Alors, quand autour d’un café, Irène Wettstein, l’avocate de militants climatiques lausannois, lui demande de mettre son image estampillée «sociale» à l’affiche d’une marche féministe et écologique (voir encadré), Bastienne Joerchel dit oui tout de suite, et ouvre son carnet d’adresses. «Notre pays est en retard, il manque un signal politique fort et mobilisateur. On n’a toujours pas de plan climat généralisé!» Elle aime aussi le fait que les marcheuses soient des femmes avec des engagements publics. «Les personnes qui ont du pouvoir doivent prendre leurs responsabilités.» Et elle estime qu’au final la question du climat «est éminemment sociale».
Justement, au CSP, comment écologie et social sont-ils conciliés? Petit temps. «C’est compliqué», reconnaît la dirigeante. Avant de reprendre: «Les personnes qui viennent ici, ce n’est pas tellement pour regarder ce qu’ils mangent… Mais savoir s’ils vont avoir à manger! Leurs priorités sont ailleurs!» Elle se réjouit que la question sociale soit abordée de manière «transversale» par la Marche bleue. Et explique avoir elle-même changé d’avis sur certains sujets. «La gratuité des transports publics, par exemple. Pendant longtemps, je n’y étais pas favorable, car tout a un prix. Mais les enjeux sont si urgents! Et une taxe CO2 ne pénalisera pas les gros pollueurs, mais davantage les personnes proches de la précarité.»
Bastienne Joerchel n’est pas dogmatique. «C’est quelqu’un qui promeut le changement quand les objectifs et la mission sont solides et correspondent à ses valeurs», observe Danièle Golay Schilter, qui a collaboré avec Bastienne Joerchel lorsque celle-ci dirigeait la section Lausanne et région de l’association Lire et Ecrire. Pour le revenu minimal, même évolution: «Notre dispositif d’aides sociales requiert du temps, des ressources, un travail administratif énorme… Et passe souvent à côté de ses cibles, tant les critères sont exigeants. Personne n’est content d’être à l’aide sociale. Si on pouvait donner de la dignité, retirer ce statut de ‹demandeur›, notre énergie pourrait être investie ailleurs.»

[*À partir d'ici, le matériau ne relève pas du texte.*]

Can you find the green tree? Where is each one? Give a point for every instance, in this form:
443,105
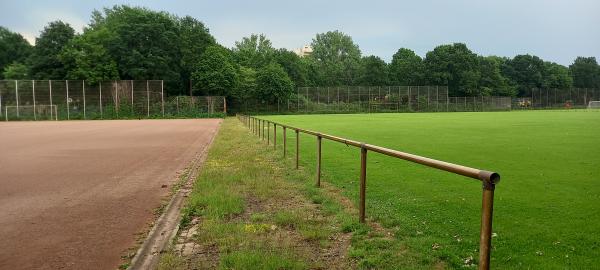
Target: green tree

En attendant que notre société «redirige» ses énergies, Bastienne Joerchel continue, elle, à investir la sienne: au Conseil de fondation de Swissaid, elle approfondit son expertise sur l’aide au développement en Afrique ou en Amérique latine… Et questionne aussi ce fonctionnement «néocolonial». L’arme de développement massive à ses yeux? «L’éducation.» Ailleurs comme ici.
Bio express
1989 Licence en relations internationales (IHEID).

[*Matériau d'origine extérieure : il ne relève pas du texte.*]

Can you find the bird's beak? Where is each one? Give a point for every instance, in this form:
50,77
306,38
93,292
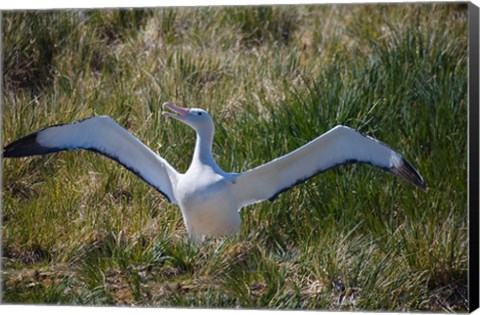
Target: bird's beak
178,112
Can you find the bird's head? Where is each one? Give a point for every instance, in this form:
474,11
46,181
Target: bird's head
196,118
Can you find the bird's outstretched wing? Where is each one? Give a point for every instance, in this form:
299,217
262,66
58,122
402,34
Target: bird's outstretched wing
340,145
102,135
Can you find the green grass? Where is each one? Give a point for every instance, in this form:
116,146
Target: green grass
80,229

1990 Master of Law and Diplomacy à Boston/Etats-Unis (Fletcher University).
1995 -2016 Membre du comité de la Fédération vaudoise de coopération (présidente de 2000 à 2005).

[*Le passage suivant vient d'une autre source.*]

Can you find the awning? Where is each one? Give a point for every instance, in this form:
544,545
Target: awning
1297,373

2008 Directrice de l’association Lire et Ecrire, section Lausanne et région.
2016 Directrice du Centre social protestant Vaud.
2019 Coprésidente du Conseil de fondation de Swissaid (entrée au comité en 2012)
Marche bleue
Lancée par l’avocate Irène Wettstein, l’infectiologue Valérie d’Acremont, l’économiste Julia Steinberger, et Bastienne Joerchel, la Marche bleue, ouverte à tous, reliera Genève à Berne entre le 1er et le 22 avril et sera ponctuée d’une série d’événements.
«On n’atteint pas des objectifs urgents sans cadre légal et politique clair. Cette marche est apartisane, mais politique. Le message, c’est de dire que les politiques doivent prendre leurs responsabilités face aux enjeux énormes et aux intérêts forcément divergents, qu’il faut savoir dépasser, car le bien commun y est supérieur», estime Bastienne Joerchel.